Terra Glowach

True story:

The lesson is on MLK. An older, well-respected History teacher is conducting a lesson for a room full of Secondary pupils. The teacher is white, and at the end of the lesson, as a sort of plenary, the teacher points out a Black student in the class: 

“So if it weren’t for MLK, [Black student’s name] probably wouldn’t be here.”

What is the teacher’s likely intent? Probably to bring the lesson home, make it feel immediate and meaningful. Probably to face students in his class with the shocking idea that their friend and classmate could be excluded because of his colour. Also, because the teacher is knowledgeable enough to know better, he likely skirted the glaring problem of MLK being American and his student being British to create a dramatic ‘moment’.

What is the impact? The Black student’s classmates turn to stare at him.
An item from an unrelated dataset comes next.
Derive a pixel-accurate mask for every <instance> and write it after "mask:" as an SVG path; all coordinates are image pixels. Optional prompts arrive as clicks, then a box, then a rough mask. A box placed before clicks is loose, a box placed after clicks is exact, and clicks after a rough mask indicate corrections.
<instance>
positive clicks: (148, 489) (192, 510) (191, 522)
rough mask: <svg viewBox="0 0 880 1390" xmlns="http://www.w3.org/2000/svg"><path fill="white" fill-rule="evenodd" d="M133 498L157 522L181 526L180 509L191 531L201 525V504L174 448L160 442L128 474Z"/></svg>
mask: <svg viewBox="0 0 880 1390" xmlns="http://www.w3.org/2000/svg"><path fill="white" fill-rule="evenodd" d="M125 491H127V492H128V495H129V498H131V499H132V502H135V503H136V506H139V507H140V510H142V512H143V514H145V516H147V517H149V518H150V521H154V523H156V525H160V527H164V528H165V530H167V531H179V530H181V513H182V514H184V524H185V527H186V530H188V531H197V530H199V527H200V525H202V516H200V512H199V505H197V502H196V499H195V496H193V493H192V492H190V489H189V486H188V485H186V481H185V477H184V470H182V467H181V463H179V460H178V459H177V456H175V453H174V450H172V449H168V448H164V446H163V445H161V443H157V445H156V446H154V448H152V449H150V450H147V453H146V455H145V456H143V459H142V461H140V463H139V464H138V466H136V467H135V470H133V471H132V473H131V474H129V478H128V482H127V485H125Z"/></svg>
He feels deeply uncomfortable. Suddenly he is lucky to be there, unlike his white classmates who naturally belong there. He knows this is not true, on an intellectual level, but he still experiences the dissonance of knowing his teacher thinks otherwise. He has to choose who to trust, and he no longer trusts this teacher. 

Many teachers are reading more deeply and widely to educate themselves and diversify their curriculum. Some even aspire to decolonise – to look critically at what they already teach and at the framing of their content, to reflect the global nature of their discipline. 

But pedagogy – particularly student-teacher interactions – must be addressed as well. In any lesson, a teacher’s personal knowledge and interactions with students are as much a part of the curriculum as the texts they teach.